Amazon have them before the programme, so not too disturbing.

ITV Hub have them before they even connect you to your programme, as well as during it.

Cannot watch movies on ad channels. Just lose interest.

1 Like

Indirectly, maybe. The aim of advertising is to increase a brand’s recognition, so the more memorable the advert, the better.


Gorillas have nothing to do with what was advertised, but I bet most people could tell you what a drum playing gorilla was advertising. And that was a good while back too

1 Like

Did it, er, actually sell more chocolate ? Did people go into a shop and think, oh yes, Phil Collins, drum playing gorilla - box of diary milk, please?

Maybe, maybe not. That’s not always the goal of a marketing campaign though.

It got people talking and people know the brand. That’s often more than enough of an achievement. It all depends on the strategy and goals behind it as a whole.

I bet there’s not a member here who can identify this product -

hot-air balloon + young lady therein…?


A quid ?

1 Like

Isn’t advertising there to get us to actually buy stuff, rather than bask in the glory of recognition ?

It’s meant to mean that the next time you are considering a beer purchase Stella will already be in your mind. It works, otherwise they wouldn’t bother.


Not Nimble bread is it?

Ultimately that’s the end goal, yes. But brand awareness is also a general goal.

It’s like sponsorship at a football ground (think more of your local pitches rather than the big stadiums). Companies pay to have their logo around the edges, on the shirts of the players, and so on. None of that actually sells you their product or service - it’s just so you’re aware of them.

Could be……:relieved:

(Well, you (we) are of an age……. :blush:).

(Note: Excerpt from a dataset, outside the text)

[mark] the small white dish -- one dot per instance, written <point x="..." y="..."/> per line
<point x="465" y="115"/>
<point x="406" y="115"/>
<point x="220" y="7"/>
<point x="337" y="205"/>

Indeed :grinning_face_with_smiling_eyes:

I remember sitting crosslegged on the floor in assembly one morning in primary school and this beautiful girl stood up at the front and sang “She flies like a bird…” (from the Nimble advert) and I was instantly in love. She was my first girlfriend (we were both 7) :slight_smile:

Nice. :blush:

Now where do you want your quid ? :face_with_raised_eyebrow:

A charity of your choice :slight_smile:

Done. I’ll add it to my Blue Cross wedge. :blush:


Please Please Please, not longer ad breaks :cry:

I remember a few years ago while on holiday in Portugal, one of our favourite films was on the TV
During the ad break, I had time to make a drink, have a shower, and get redressed ready for our night out… without missing a bit of the film :rofl:

The longest ad break I saw on Spanish TV was for 23 minutes. It was for one of the big private channels, and seem to feature a LOT of the part works that you see all over Spanish newspaper kiosks. I was waiting for the weather forecast after the news, and hugely frustrated. I did surf around the other channels, this seemed to be the only one.

I’m not sure there’s ever been a serious evaluation of this kind of advertising. I have drunken “Wifebeater” (as the nickname goes) on numerous occasions here and in Belgium, usually because they’ve had no other lager on tap (UK) or didn’t want some 12% Trappist bear served in a frame (Belgium), not because of advertising. I’d be more inclined to go for a Jupiler in Belgium now.